In the era of ‘Automate Everything!’ fanaticism coming from the Agile community, and with more and more vendors releasing products which will automate you towards zero shipped defects it is near blasphemy to suggest a testing strategy without automation. What is even worse is that you suggest that time be invested in creating scripts only to toss them aside once they are complete. But that is exactly what I am suggesting.

Static analysis tools provide high value with little maintenance once the initial tuning is complete and usefulness of unit tests has been well demonstrated by the TDD crowd so we want keep those around. Classical end-user functionality automation (think QTP and Selenium) however provide little long term value, and as such should be discarded.

If that wasn’t controversial enough a statement, this one will certainly top it. You should still go through the exercise of writing these tests though. Why? By doing so, you learn about how the feature that is being automated is wired together. If you are going to do good automation you will inevitably answer these questions (and many more):

  • What pages are involved?
  • What are the field validations?
  • Where is information stored in the database?
  • What manipulations happen to the data?
  • Are the business rules that govern the process?
  • Are the developers providing sane id’s of objects?
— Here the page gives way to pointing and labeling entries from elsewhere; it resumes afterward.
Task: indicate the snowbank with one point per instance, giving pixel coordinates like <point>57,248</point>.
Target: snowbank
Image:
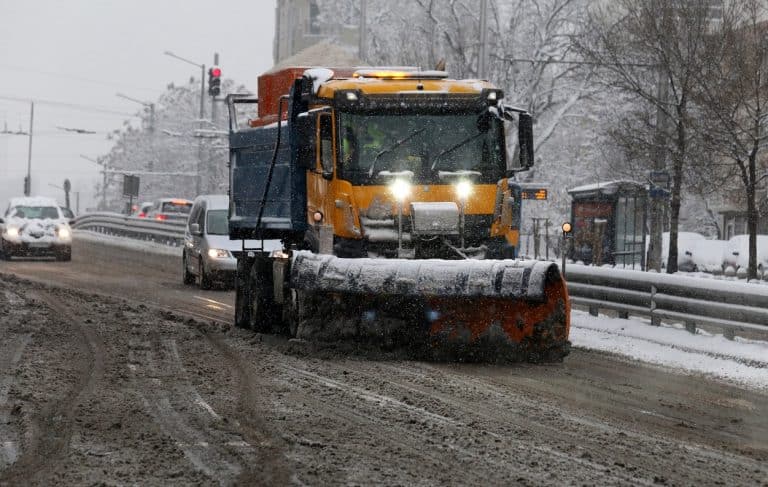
<point>742,362</point>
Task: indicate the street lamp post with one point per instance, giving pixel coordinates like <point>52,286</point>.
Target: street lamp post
<point>202,115</point>
<point>104,179</point>
<point>28,186</point>
<point>147,104</point>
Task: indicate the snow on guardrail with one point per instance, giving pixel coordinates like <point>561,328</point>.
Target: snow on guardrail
<point>169,232</point>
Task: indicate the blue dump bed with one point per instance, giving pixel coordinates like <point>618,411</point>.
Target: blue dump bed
<point>250,155</point>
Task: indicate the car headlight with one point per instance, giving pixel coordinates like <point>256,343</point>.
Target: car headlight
<point>463,189</point>
<point>400,189</point>
<point>218,253</point>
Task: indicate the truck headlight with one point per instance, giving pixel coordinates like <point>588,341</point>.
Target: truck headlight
<point>218,253</point>
<point>400,189</point>
<point>463,189</point>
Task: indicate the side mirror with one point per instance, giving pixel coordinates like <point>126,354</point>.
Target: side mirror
<point>306,138</point>
<point>525,139</point>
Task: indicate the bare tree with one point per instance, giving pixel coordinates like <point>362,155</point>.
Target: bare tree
<point>653,50</point>
<point>734,94</point>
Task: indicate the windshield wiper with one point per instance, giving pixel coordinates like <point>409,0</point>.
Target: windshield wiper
<point>393,147</point>
<point>451,149</point>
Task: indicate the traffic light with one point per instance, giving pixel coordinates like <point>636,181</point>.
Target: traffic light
<point>214,81</point>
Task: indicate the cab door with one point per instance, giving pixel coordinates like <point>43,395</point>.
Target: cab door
<point>319,201</point>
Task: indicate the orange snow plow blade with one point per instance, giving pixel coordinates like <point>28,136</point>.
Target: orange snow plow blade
<point>484,310</point>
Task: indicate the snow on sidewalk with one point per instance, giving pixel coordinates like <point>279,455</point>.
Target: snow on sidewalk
<point>743,362</point>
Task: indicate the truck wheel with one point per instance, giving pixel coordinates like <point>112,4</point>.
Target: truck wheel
<point>266,315</point>
<point>205,279</point>
<point>186,276</point>
<point>243,294</point>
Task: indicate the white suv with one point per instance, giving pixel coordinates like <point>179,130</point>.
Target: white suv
<point>35,227</point>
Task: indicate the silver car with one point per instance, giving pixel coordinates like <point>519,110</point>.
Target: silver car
<point>207,255</point>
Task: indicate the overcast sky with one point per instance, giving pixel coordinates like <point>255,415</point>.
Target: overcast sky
<point>82,52</point>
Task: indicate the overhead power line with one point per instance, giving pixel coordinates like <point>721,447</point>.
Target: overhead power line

All the answers to the above help you form other, better, more targeted, questions to ask the software. This deep learning of the product is the true value of the automated tests you have written. The value is not in catching a regression bug, as that was hopefully found by the static or unit tests. Once an automated test is written it also starts to become a victim of the Pesticide Paradox where bugs are learn to “hide” from the tests or are likewise immune to them.

I’ve been doing automation for a number of years on a variety of platforms. During that time I would guess that running of the scripts resulted in likely fewer than 10 bugs. I’ve found many times over that number he when writing the tests.

So why throw out the scripts when they have already been created? Shouldn’t you just keep running them? I suppose, if you commit to not spending any time if a test ‘breaks’. The reason for this comes down to maintenance. Any time you spend reidentifying gui objects in the screen or otherwise tinkering with a script is time that you have lost from testing. Time is almost always is constrained resource and we would be best served to use it as effectively as possible.

What we need to do then is change how we look at test automation. Instead of having it as a safety blanket against regressions that provides management with a nice warm-and-fuzzy feeling, test automation needs to be reclassified as a technique which aides in the exploratory testing of an application at a technological level.

Put another way, automated functional testing is not about the end result, it is about the journey.

I can only accept partial blame for this idea. The seed of this was planted by Michael back in December though I suspect I might have run much further with it than was discussed then.